As mentioned above, although the invention made by this inventor was demonstrated concretely according to the said Example, this invention is not limited to the said Example and can be variously changed in the range which does not deviate from the summary.

Claims (3)

A plurality of nonvolatile memory cells, A plurality of bit line pairs connected to the plurality of nonvolatile memory cells, A plurality of latch circuits provided corresponding to the plurality of bit line pairs, each of which latches data on the corresponding bit line pair; A determination circuit for determining whether two or more latch circuits of the plurality of latch circuits latch predetermined data; Nonvolatile Semiconductor Memory.
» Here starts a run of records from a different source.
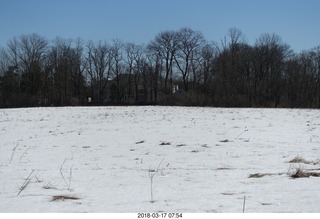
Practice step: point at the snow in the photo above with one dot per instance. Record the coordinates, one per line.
(201, 159)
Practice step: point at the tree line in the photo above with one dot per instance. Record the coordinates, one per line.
(175, 68)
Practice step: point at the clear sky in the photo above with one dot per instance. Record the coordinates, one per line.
(296, 21)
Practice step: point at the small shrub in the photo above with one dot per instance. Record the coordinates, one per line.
(300, 160)
(302, 174)
(165, 143)
(63, 197)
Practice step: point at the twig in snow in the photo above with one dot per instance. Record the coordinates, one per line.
(245, 130)
(70, 175)
(244, 204)
(23, 154)
(26, 182)
(13, 152)
(152, 173)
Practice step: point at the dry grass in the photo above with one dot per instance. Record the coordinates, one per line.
(225, 141)
(165, 143)
(303, 174)
(63, 197)
(140, 142)
(259, 175)
(300, 160)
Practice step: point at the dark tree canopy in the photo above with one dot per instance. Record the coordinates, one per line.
(178, 67)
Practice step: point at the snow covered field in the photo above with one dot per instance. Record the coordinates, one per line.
(158, 159)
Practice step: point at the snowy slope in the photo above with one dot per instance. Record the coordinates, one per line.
(197, 159)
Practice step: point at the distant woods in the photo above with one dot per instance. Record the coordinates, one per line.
(174, 68)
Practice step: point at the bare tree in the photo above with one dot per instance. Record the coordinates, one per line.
(99, 67)
(189, 43)
(28, 53)
(165, 45)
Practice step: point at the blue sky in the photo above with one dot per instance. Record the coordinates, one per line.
(296, 21)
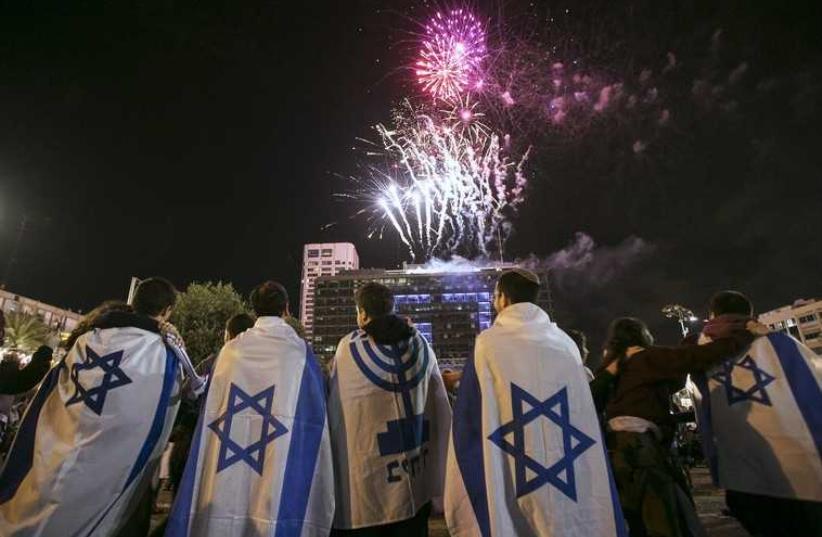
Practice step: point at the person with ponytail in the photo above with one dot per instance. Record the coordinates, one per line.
(640, 378)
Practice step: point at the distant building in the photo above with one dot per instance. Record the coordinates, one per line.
(322, 259)
(448, 308)
(802, 320)
(61, 320)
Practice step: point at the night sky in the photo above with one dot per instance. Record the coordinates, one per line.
(203, 141)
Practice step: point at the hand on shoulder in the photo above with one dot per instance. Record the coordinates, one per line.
(757, 329)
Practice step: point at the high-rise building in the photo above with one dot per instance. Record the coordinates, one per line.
(448, 308)
(802, 320)
(322, 259)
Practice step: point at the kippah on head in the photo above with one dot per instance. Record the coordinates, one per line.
(519, 285)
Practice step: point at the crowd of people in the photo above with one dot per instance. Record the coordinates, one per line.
(533, 442)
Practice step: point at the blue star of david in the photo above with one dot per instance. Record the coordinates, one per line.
(755, 393)
(574, 442)
(113, 377)
(253, 454)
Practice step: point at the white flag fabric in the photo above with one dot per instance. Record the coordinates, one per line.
(760, 415)
(526, 456)
(260, 459)
(92, 436)
(389, 417)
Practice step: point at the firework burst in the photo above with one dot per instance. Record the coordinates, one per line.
(445, 192)
(451, 55)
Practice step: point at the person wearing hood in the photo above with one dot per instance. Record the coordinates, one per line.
(389, 418)
(526, 456)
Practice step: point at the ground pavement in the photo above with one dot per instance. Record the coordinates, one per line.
(709, 503)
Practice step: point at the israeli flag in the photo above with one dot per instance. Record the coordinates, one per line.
(92, 437)
(390, 416)
(526, 456)
(760, 415)
(260, 460)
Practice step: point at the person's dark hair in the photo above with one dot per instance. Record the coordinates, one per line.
(238, 324)
(519, 286)
(153, 296)
(626, 332)
(269, 299)
(730, 302)
(581, 341)
(375, 299)
(88, 320)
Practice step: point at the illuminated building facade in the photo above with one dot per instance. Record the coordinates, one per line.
(322, 259)
(448, 308)
(802, 320)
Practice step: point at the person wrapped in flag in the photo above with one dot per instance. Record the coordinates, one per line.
(260, 458)
(389, 417)
(92, 437)
(526, 456)
(760, 415)
(654, 492)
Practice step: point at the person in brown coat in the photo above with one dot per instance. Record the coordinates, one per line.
(641, 378)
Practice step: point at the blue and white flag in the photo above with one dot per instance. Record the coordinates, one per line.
(526, 456)
(760, 415)
(260, 459)
(390, 416)
(92, 437)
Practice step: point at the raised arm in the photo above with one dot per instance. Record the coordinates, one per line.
(671, 363)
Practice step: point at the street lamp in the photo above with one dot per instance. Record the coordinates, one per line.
(681, 314)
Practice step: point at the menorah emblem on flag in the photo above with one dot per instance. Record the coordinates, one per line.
(397, 368)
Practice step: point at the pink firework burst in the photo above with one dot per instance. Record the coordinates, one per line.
(450, 61)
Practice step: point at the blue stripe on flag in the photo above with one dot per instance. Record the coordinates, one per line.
(158, 424)
(181, 510)
(306, 437)
(22, 452)
(706, 426)
(619, 518)
(154, 432)
(803, 384)
(468, 444)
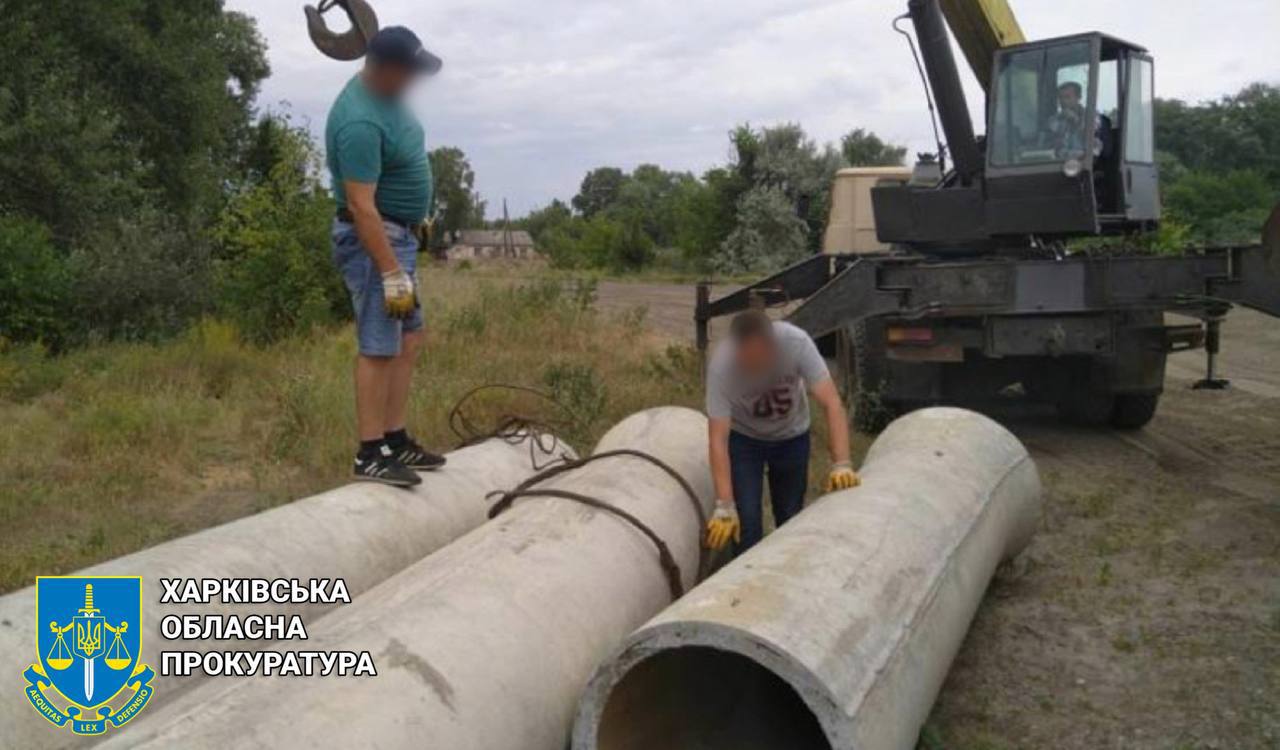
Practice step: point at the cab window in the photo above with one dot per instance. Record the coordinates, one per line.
(1041, 111)
(1139, 142)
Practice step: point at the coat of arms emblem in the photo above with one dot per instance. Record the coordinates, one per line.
(88, 646)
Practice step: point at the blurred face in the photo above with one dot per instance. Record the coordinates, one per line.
(755, 355)
(1068, 97)
(389, 81)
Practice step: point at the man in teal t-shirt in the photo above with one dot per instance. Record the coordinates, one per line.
(382, 179)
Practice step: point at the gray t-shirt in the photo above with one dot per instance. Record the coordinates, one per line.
(773, 406)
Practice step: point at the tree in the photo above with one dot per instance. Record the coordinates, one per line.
(1220, 163)
(864, 149)
(768, 234)
(458, 205)
(269, 238)
(1235, 132)
(600, 188)
(539, 222)
(33, 284)
(786, 159)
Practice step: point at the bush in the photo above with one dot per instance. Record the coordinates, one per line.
(142, 278)
(274, 271)
(33, 280)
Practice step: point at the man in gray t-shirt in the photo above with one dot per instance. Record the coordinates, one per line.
(758, 405)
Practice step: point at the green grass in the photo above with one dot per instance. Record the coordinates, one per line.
(118, 447)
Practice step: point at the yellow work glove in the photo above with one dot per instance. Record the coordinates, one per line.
(400, 300)
(842, 476)
(723, 525)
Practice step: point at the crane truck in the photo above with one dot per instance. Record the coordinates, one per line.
(973, 283)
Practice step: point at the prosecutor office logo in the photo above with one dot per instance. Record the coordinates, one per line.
(88, 643)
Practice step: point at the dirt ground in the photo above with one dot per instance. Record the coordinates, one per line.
(1146, 613)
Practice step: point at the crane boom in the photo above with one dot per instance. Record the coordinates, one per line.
(982, 27)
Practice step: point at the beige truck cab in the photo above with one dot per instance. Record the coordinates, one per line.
(851, 224)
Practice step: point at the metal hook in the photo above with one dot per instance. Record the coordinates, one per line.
(350, 45)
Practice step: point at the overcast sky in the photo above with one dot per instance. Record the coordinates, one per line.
(538, 92)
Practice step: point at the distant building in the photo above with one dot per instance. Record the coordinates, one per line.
(493, 245)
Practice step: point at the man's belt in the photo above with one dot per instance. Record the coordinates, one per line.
(344, 215)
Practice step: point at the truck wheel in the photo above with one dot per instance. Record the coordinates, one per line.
(1134, 410)
(872, 412)
(1086, 407)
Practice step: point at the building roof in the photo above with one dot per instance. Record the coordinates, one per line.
(494, 238)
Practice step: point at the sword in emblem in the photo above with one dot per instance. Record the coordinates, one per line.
(88, 678)
(87, 641)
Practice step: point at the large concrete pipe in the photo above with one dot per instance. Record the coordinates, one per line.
(837, 631)
(487, 644)
(360, 533)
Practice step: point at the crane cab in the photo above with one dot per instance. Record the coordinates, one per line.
(1069, 149)
(1070, 138)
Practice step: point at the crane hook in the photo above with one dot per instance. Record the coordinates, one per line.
(351, 44)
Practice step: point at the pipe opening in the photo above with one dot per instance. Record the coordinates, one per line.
(698, 698)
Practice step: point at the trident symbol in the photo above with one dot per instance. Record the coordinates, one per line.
(88, 638)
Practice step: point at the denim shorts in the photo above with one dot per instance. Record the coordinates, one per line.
(376, 334)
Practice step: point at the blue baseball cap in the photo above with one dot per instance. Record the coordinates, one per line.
(397, 45)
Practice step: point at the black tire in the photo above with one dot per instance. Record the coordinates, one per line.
(1133, 411)
(871, 411)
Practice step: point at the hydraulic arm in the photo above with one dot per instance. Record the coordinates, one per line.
(982, 27)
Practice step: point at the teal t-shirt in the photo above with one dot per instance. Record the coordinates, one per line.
(375, 140)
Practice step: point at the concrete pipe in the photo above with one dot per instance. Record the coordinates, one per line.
(487, 644)
(837, 631)
(361, 533)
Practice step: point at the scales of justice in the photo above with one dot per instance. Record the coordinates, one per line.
(87, 643)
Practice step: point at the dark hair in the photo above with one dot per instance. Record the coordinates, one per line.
(750, 324)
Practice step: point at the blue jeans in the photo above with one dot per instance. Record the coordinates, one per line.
(376, 334)
(787, 465)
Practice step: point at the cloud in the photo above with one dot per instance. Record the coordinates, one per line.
(539, 92)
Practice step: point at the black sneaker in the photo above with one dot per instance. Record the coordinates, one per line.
(383, 467)
(415, 457)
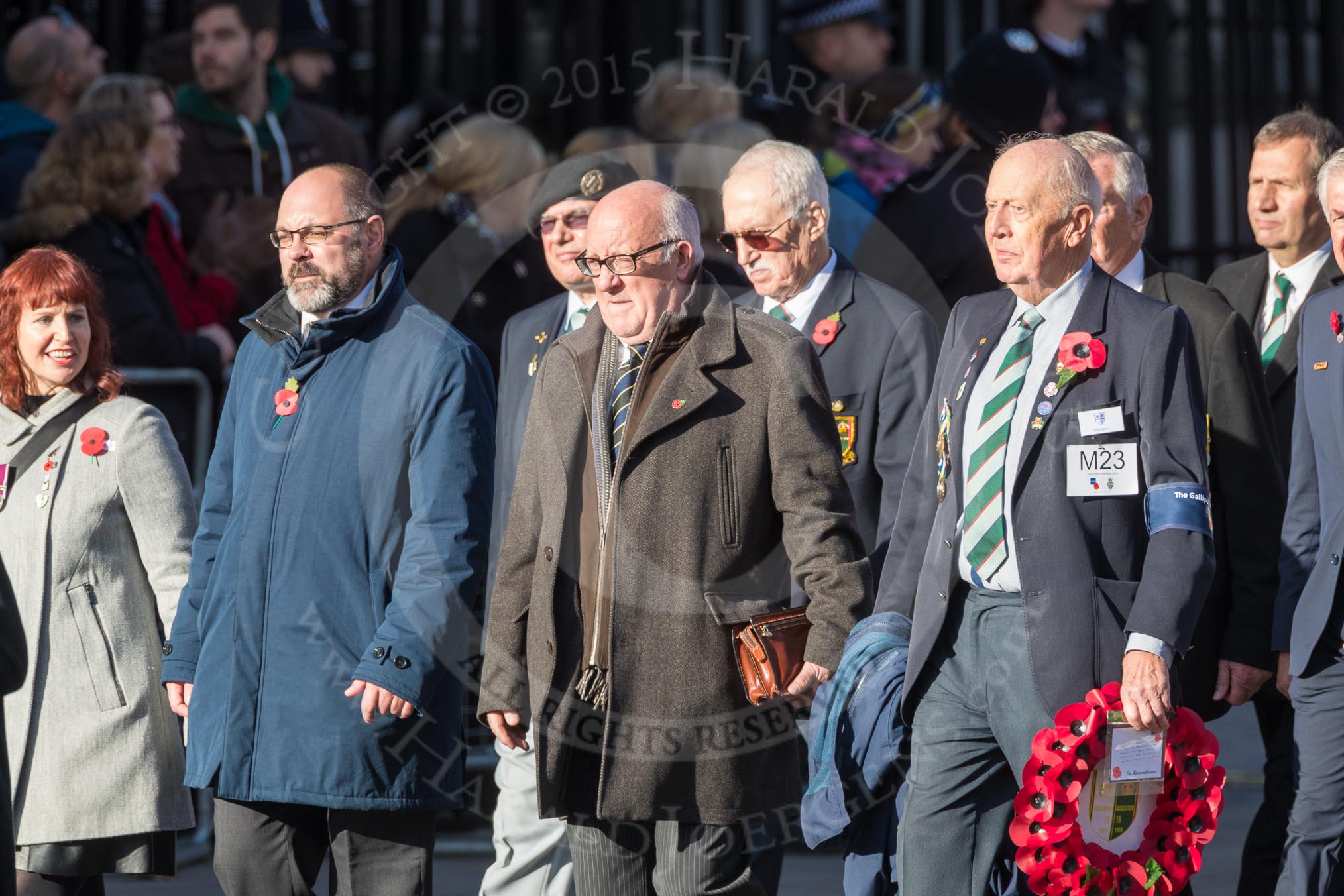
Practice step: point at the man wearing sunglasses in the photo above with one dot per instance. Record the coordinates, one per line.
(317, 648)
(532, 855)
(877, 345)
(674, 443)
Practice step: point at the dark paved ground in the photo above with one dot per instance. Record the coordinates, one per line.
(819, 875)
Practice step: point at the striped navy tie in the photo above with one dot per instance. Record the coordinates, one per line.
(622, 392)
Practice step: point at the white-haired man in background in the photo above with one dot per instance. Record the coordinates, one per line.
(877, 345)
(1026, 583)
(673, 443)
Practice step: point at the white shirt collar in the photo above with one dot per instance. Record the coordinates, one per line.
(1302, 274)
(306, 320)
(1065, 47)
(800, 307)
(1132, 274)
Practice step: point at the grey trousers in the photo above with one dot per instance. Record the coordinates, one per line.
(532, 855)
(660, 859)
(971, 735)
(1316, 822)
(278, 850)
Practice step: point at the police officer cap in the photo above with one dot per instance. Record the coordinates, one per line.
(999, 85)
(587, 176)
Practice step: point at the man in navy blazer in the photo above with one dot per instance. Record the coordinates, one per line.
(532, 855)
(1054, 528)
(1310, 614)
(877, 345)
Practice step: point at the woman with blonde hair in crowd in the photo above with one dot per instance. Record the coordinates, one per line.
(460, 225)
(86, 195)
(618, 142)
(698, 172)
(96, 530)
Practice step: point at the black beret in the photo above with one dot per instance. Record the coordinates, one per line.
(807, 15)
(585, 176)
(1000, 84)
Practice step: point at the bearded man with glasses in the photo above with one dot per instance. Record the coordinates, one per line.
(877, 347)
(673, 445)
(317, 649)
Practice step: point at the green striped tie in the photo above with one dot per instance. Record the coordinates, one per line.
(985, 531)
(577, 319)
(1273, 336)
(622, 392)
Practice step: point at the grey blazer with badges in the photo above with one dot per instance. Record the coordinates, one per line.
(1245, 284)
(1092, 567)
(1314, 527)
(527, 335)
(878, 372)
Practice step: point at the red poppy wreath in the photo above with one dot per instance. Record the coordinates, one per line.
(1058, 845)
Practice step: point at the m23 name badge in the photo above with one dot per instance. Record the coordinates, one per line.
(1094, 471)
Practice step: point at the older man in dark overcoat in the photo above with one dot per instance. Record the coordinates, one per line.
(673, 442)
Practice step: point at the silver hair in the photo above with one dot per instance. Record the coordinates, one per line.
(678, 221)
(1331, 168)
(1131, 175)
(795, 171)
(1072, 182)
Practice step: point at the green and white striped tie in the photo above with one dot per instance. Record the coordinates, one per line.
(1273, 336)
(985, 531)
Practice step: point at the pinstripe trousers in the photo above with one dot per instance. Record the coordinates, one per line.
(659, 859)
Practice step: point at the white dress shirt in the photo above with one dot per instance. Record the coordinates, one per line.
(1302, 274)
(306, 320)
(575, 303)
(1058, 309)
(800, 307)
(1132, 274)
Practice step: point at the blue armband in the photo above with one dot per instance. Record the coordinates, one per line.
(1178, 506)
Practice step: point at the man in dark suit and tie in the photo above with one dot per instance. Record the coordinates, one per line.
(1231, 657)
(532, 856)
(1310, 616)
(877, 345)
(1052, 531)
(1268, 289)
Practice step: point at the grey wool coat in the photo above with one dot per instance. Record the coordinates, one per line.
(736, 453)
(94, 750)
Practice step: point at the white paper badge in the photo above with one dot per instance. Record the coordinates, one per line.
(1135, 754)
(1097, 471)
(1101, 420)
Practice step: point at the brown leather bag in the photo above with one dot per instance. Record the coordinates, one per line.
(769, 652)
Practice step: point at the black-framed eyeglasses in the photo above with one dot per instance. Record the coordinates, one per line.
(311, 235)
(617, 264)
(62, 15)
(574, 221)
(758, 239)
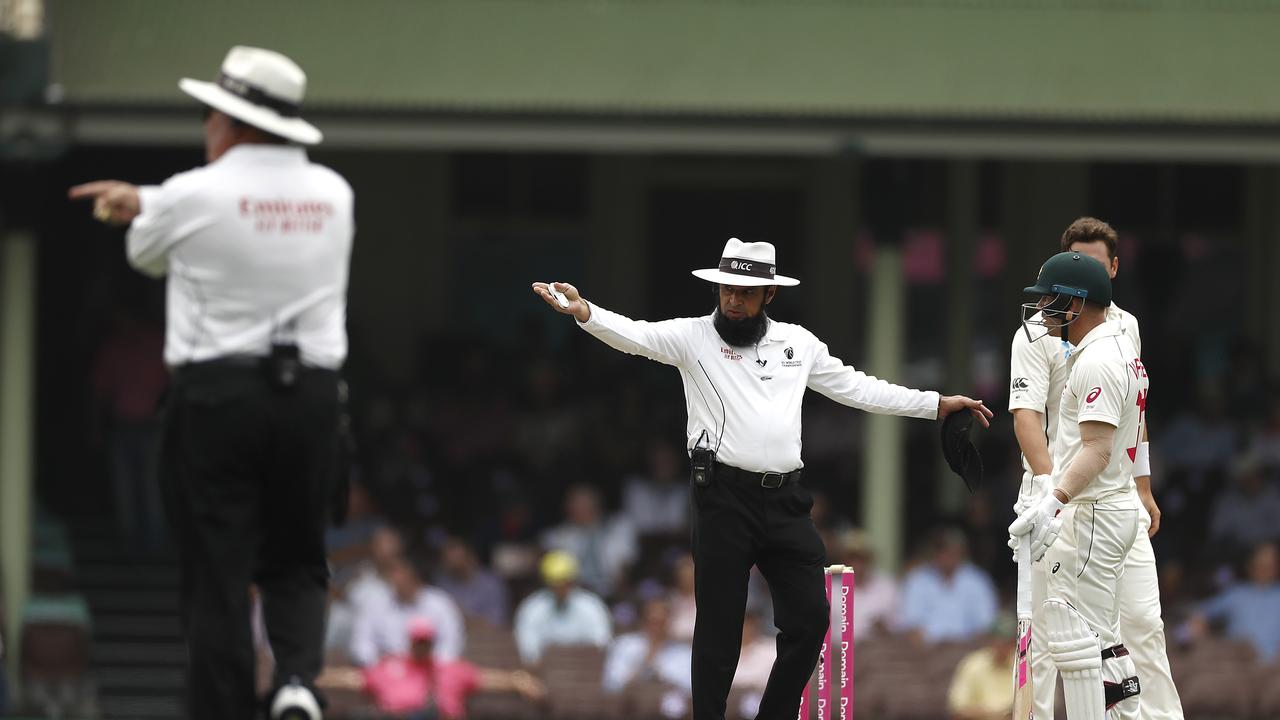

The method of claim 1, Each said latch circuit has an input node connected to one bit line of a corresponding bit line pair, The determination circuit, A plurality of transistors provided corresponding to the at least two latch circuits, each of the transistors having a control electrode connected to an input node of a corresponding latch circuit; A common line connected to one conducting electrode of the plurality of transistors, A detection circuit for detecting non-conduction of the common line Nonvolatile Semiconductor Memory. The method of claim 2, The nonvolatile semiconductor memory device A plurality of verification transistors provided corresponding to latch circuits other than the two or more latch circuits of the plurality of latch circuits, each of the verification transistors having control electrodes connected to input nodes of the corresponding latch circuits; A verification common line connected to one conducting electrode of the plurality of verification transistors; Further provided with a verification detection circuit for detecting the non-conduction of the verification common line Nonvolatile Semiconductor Memory.